To add this idea, I’ll quote redmonk, ” Identity 2.0 systems are interested in using the concept of a user’s identity as a declarative bundle of claims about the user: from things like their name, address, to less traditional things like their desires, customer service history, and other attributes that are usually not so much associated with a user identity. That’s the first big leap of Identity 2.0 think: a user’s attributes should be associated with that user’s identity..”
For an example of Identity 2.0, and keeping it in the open source area, take a look at OpenID. To quote the site, “OpenID starts with the concept that anyone can identify themselves on the Internet the same way websites do-with a URI (also called a URL or web address). Since URIs are at the very core of Web architecture, they provide a solid foundation for user-centric identity.” It is a decentralized digital identity system, in which any user’s online identity is given by URL (such as for a blog or a home page) or an XRI in the latest version, and can be verified by any server running the protocol.
Wikipedia adds, “On OpenID-enabled sites, Internet users don’t need to create and manage a new account for every site before being granted access. Instead, they only need to be able to authenticate with a trusted site that supports OpenID, called the identity provider (or IdP, sometimes called an i-broker). The identity provider can then confirm ownership of the user’s OpenID identifier to other OpenID-enabled sites, called relying parties or RPs. Unlike most single sign-on architectures, OpenID does not specify the authentication mechanism. Therefore, the strength of an OpenID login depends on how much a relying party knows about the authentication policies of the identity provider. Without such knowledge, OpenID is not meant to be used on sensitive accounts (banking, e-commerce transactions, etc.), but if an identity provider uses strong authentication, OpenID can be used for all types of transactions..”
Sounds like an interesting idea. The need to maintain duplicate user data within an organization is a problem. It gets worse as services are moved outside an organization. This is the advantage of a distributed authentication system like OpenID. On the backend, you can authenticate from any data source, including but not limited to LDAP. Even the inclusion of a user information from legacy systems is possible.

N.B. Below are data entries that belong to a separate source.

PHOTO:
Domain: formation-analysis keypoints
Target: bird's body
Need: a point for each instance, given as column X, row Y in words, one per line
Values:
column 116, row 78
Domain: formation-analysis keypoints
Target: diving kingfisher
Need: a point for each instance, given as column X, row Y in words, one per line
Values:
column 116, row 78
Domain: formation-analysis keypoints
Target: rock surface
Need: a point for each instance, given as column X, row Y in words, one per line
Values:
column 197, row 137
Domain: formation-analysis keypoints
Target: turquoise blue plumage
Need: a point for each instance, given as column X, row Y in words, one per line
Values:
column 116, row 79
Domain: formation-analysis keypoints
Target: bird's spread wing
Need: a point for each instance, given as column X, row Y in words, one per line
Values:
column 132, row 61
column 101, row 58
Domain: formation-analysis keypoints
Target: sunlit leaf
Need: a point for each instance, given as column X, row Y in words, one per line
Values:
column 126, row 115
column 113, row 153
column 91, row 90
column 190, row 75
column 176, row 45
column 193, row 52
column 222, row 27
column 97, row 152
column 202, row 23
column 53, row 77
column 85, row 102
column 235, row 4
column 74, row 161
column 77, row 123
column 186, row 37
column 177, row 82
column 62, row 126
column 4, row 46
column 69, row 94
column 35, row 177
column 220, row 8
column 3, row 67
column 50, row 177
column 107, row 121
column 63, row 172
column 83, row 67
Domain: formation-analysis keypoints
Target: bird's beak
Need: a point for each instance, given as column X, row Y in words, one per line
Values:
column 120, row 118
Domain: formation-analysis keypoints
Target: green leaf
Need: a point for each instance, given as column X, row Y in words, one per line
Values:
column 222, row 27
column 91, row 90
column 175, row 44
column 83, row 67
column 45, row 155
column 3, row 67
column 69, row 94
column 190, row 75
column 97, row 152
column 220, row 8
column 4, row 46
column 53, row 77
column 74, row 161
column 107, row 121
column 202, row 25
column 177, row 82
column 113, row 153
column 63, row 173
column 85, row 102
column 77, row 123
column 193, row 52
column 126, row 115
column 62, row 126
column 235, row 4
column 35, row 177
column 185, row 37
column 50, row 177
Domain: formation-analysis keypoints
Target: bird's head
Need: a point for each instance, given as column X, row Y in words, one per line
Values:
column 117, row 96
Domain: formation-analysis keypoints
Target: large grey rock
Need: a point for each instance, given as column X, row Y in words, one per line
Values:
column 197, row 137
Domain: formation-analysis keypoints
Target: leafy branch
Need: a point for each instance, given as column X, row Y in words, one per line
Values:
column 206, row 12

When Access Control Lists become a reality, it will be possible to eliminate any user data from ever being stored on any site other than the central source accessed by the OpenID server.
After the Digital ID World conference John Fontana, Senior Editor, Infrastructure for Network World magazine, wrote in his article Higgins lays out roadmap for open source identity project that
The Higgins group plans to release a middleware piece called the Identity Attribute Service that acts as a layer on top of identity repositories such as directories or applications. It can aggregate data from multiple sources in real-time and bundle them into a single identity credential. The idea is to link to data without having to move it around the network.
Mark Wahl writes, “There are several ways of looking at these APIs. One is that they are conceptually similar to APIs such as Active Directory Service Interfaces (ADSI) or Java Naming and Directory Interface (JNDI), in that they provide an abstraction to enable an application to be independent of the API of a lower layer access protocol. In this view, Higgins would offer a higher level abstraction as well as a different set of supported protocols: OpenID, WS-Trust and LDAP instead of Novell Netware, NIS and LDAP.”
I have written more than intended on this topic. A very interesting area, which I will revisit later. For now, I just wanted to point out a few concepts and links.